I know the cost of delay in my own life. Ten years ago, I was an active professional, building a career and a future. ME/CFS stripped away my job, my independence, and many of the small rituals that make a life feel like it’s mine. At my worst, I would lay in a dark room unable to speak or move, saving up what little energy I had for four days just so I could whisper “help.”
Even now, talking too long on the phone, brushing my hair, or transferring to a wheelchair can trigger a crash that sets me back for days or weeks. My family has become my care team. My friends have become advocates. Their dedication keeps me afloat, but it cannot substitute for a functioning research system.
Congress can change this. Lawmakers should direct NIH to dedicate a multi-year funding stream to the ME/CFS Roadmap, require clear milestones and annual progress reports, and ensure that the new research infrastructure also serves Long Covid and related conditions.
This is not only a moral question. It is a fiscal one. Every year that ME/CFS remains under- researched, more people fall out of the workforce, more families burn through savings, and more costs quietly accrue to disability programs and health systems. For a fraction of what the disease already costs the country, we could build the scientific foundation needed to prevent some of that loss.
Millions of Americans are waiting.
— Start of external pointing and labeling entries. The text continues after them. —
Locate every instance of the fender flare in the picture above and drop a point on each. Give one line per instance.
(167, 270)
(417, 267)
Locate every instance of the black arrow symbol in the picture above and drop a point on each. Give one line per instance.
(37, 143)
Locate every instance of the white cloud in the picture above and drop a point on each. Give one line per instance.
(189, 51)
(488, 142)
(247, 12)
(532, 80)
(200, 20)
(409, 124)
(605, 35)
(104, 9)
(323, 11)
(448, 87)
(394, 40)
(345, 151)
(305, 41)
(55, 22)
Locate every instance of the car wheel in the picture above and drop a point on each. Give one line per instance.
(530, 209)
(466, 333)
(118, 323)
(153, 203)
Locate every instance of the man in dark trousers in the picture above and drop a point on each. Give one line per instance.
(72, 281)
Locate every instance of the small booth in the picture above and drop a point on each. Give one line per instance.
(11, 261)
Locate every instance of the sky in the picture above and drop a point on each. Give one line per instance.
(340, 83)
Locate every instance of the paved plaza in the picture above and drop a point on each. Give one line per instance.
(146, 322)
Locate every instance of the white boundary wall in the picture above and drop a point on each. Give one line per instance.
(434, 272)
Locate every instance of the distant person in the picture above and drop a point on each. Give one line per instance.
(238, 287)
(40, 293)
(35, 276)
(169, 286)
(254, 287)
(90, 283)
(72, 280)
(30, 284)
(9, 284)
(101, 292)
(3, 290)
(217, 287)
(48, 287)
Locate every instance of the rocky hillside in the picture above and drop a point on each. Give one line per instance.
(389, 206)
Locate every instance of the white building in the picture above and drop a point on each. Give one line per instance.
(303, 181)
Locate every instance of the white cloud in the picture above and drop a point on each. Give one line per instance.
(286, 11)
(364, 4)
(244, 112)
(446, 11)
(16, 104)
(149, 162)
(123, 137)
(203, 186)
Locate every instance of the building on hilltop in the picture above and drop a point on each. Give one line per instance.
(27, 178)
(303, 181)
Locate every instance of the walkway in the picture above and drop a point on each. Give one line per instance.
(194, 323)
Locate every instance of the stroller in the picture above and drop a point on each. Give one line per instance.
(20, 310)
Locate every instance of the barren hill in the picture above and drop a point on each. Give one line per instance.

I am one of them. We do not need another decade of hearings or essays documenting neglect. We need Congress to give NIH a funded, accountable mandate to follow the map it has already drawn—and to judge success by whether fewer people are forced out of work and out of their lives.
NIH has the roadmap. It’s up to Congress to decide whether it leads anywhere.
Elizabeth Ansell of Greenwich is the founder and executive director of #NotJustFatigue, an organization advocating for people living with ME/CFS.